After building my ethereum mining rig, and tweaking windows to make it fast and lean, I just left it as is. I was busy with work, and doing some minor renovations around the house during the summer. Now that fall is here, things have slowed down a little bit and I got a chance to re-visit my ethereum GPU mining rig.
Something I had wanted to do when I first built it was to figure out how to have everything boot up automatically. This way, if there was ever a power outage (especially while I was away), the GPU mining rig would start up automatically.
In order to do this, it was quite simple. Here are the steps I took with my Ether mining rig build:
- Make sure that your motherboard is set to boot automatically. I covered this here, but basically it’s a setting in your bios that allows this to happen. I first made the setting so that I didn’t need to buy a power switch – instead, I could simply use the switch on the back of the power supply if I ever need to power off my GPU rig.
- Make sure that windows is set to boot up and log in automatically. When installing Windows, or creating your windows user, make sure you don’t set a password. This will allow Windows 10 to boot up your mining rig and go past the login screen.
- Next, locate your mining software’s ‘.bat’ file. For Claymore’s miner, I used the ‘start_only_eth.bat’ file that I had customised to use my mining pool and miner username.
- Right click on the file and choose ‘Create a Shortcut’
- Next, right click on the shortcut file you just created and click ‘cut’
- Press the Start button in Windows and type Run and press enter (or press the Windows + R key to open the Run prompt)

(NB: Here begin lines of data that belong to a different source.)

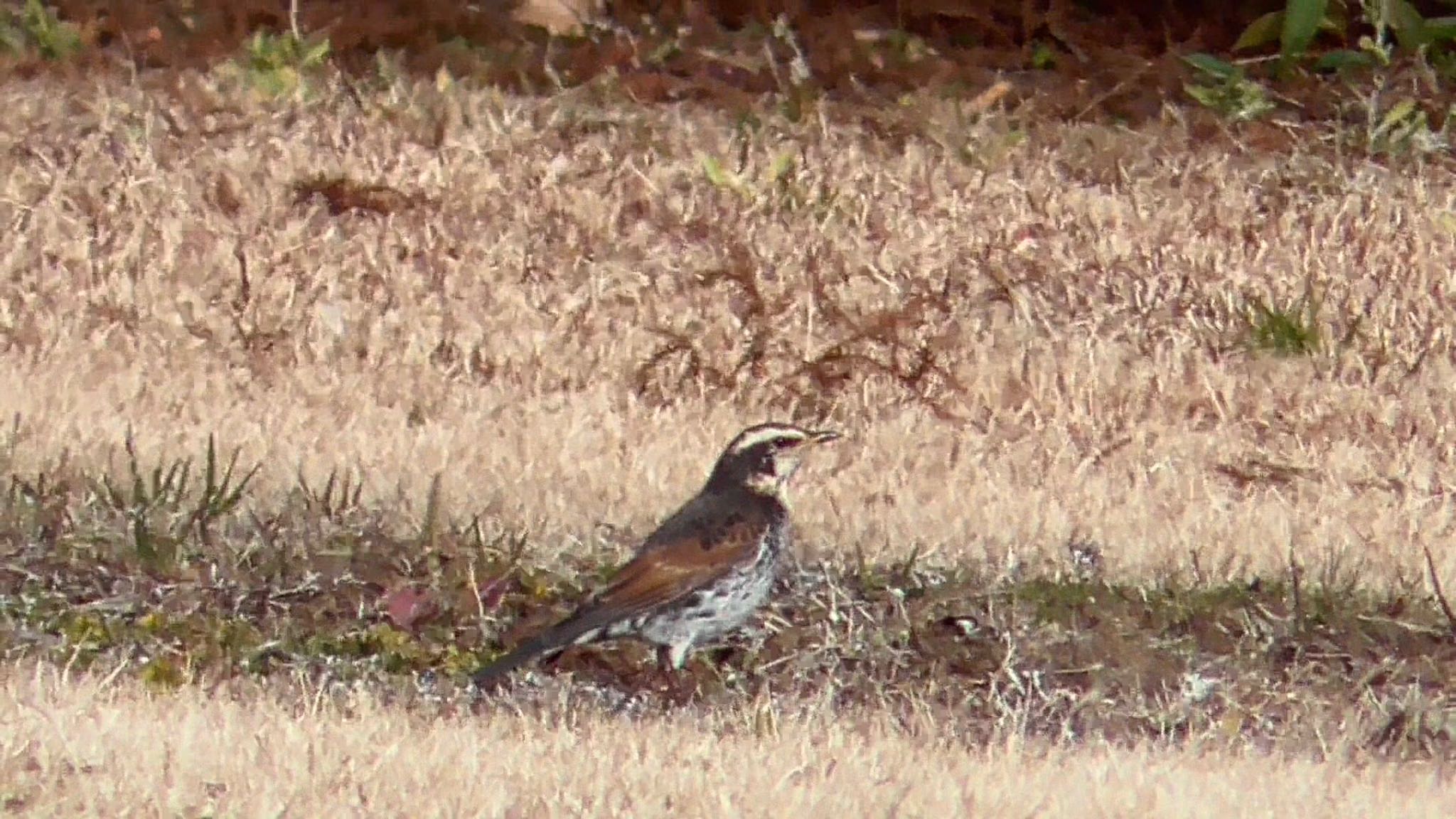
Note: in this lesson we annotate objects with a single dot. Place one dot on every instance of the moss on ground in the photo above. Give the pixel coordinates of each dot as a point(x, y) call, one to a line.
point(1059, 656)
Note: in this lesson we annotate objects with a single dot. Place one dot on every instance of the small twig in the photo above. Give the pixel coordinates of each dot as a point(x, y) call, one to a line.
point(1295, 591)
point(1440, 595)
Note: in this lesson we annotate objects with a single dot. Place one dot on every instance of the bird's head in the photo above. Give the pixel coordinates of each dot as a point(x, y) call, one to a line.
point(762, 458)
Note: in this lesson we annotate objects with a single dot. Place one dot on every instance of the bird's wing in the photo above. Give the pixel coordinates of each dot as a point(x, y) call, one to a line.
point(680, 559)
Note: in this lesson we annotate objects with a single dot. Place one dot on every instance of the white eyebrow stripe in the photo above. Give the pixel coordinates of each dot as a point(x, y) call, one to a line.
point(764, 434)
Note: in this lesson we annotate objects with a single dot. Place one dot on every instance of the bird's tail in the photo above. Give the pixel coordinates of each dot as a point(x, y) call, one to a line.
point(571, 631)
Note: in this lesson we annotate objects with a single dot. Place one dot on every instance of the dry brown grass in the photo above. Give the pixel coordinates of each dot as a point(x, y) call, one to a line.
point(562, 315)
point(86, 748)
point(1036, 336)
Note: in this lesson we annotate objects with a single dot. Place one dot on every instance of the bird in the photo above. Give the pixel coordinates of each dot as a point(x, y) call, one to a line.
point(704, 572)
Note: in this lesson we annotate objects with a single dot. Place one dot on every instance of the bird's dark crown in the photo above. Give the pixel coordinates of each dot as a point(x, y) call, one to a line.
point(759, 458)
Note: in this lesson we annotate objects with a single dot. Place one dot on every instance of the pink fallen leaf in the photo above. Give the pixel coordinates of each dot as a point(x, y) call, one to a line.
point(408, 606)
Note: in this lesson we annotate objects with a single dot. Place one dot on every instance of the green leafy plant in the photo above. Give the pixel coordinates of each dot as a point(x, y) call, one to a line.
point(37, 26)
point(1229, 92)
point(280, 65)
point(1286, 331)
point(1296, 25)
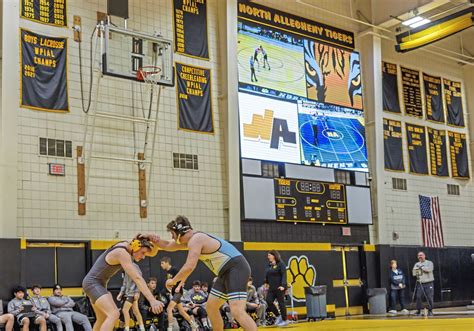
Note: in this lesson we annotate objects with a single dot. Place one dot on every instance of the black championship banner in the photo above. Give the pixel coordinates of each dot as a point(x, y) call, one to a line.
point(194, 98)
point(411, 92)
point(43, 72)
point(438, 155)
point(190, 28)
point(391, 103)
point(458, 154)
point(453, 96)
point(51, 12)
point(392, 143)
point(416, 142)
point(433, 98)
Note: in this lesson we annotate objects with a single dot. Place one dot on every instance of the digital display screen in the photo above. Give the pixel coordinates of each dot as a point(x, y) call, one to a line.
point(300, 94)
point(308, 201)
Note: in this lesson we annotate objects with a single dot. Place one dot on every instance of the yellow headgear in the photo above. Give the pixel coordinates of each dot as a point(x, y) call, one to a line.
point(136, 244)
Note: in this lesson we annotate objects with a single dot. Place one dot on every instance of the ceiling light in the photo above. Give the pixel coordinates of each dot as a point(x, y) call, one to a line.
point(412, 20)
point(420, 23)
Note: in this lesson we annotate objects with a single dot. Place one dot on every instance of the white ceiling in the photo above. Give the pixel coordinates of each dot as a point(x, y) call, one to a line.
point(351, 14)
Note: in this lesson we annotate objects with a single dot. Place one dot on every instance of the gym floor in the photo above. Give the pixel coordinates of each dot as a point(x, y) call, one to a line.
point(419, 324)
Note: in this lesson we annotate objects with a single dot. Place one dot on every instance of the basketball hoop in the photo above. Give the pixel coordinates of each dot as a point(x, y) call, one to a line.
point(149, 74)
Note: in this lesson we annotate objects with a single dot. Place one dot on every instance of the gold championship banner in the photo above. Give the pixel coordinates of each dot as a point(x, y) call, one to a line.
point(298, 25)
point(52, 12)
point(43, 62)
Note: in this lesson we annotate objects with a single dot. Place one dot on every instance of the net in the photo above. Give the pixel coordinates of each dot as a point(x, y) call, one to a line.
point(149, 74)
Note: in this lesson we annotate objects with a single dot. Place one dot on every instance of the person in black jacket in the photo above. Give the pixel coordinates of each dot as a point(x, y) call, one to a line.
point(397, 288)
point(275, 276)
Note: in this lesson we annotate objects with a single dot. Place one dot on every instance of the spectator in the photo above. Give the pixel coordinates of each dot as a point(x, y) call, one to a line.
point(131, 292)
point(175, 296)
point(43, 307)
point(423, 271)
point(196, 300)
point(263, 291)
point(254, 304)
point(8, 320)
point(62, 306)
point(276, 278)
point(145, 307)
point(205, 288)
point(24, 311)
point(397, 288)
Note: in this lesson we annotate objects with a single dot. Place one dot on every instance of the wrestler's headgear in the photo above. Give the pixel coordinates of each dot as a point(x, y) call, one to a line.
point(136, 244)
point(180, 226)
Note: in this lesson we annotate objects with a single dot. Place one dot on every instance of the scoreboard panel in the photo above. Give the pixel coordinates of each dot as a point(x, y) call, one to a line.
point(310, 201)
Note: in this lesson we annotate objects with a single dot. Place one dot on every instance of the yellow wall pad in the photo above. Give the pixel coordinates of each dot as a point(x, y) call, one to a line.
point(53, 244)
point(266, 246)
point(101, 245)
point(369, 248)
point(70, 291)
point(418, 324)
point(339, 311)
point(350, 282)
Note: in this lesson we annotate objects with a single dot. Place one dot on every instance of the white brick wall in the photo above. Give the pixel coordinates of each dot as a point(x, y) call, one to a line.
point(402, 214)
point(47, 205)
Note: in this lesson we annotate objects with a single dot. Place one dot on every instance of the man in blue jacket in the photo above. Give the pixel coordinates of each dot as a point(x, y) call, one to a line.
point(397, 288)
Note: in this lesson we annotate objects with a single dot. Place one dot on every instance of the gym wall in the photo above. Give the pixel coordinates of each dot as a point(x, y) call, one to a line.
point(399, 211)
point(47, 205)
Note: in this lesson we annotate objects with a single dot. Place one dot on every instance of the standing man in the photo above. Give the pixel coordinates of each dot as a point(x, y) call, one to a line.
point(423, 271)
point(62, 307)
point(43, 307)
point(223, 259)
point(397, 288)
point(252, 70)
point(265, 58)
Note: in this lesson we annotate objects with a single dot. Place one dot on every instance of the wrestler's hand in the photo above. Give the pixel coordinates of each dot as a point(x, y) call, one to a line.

- Type shell:startup to open the Windows startup folder
- Once the folder has been opened, right click and select ‘Paste’ to paste the shortcut to your mining software .bat file into the startup folder.
- That’s it!
Now, when Windows boots up, it will run the .bat file which will start up your Ethereum mining rig automatically after powerloss or other shutdowns.
Pretty sweet!
Update: Some people have troubles with the .bat file running before their overclock software boots, and that can be solved by adding a SLEEP or TIMEOUT command to your .bat file. On Windows 10, SLEEP didn’t work for me so I added TIMEOUT 30 as the first line in my bat file. That causes it to wait 30 seconds before loading the rest of the .bat file and firing up the mining software.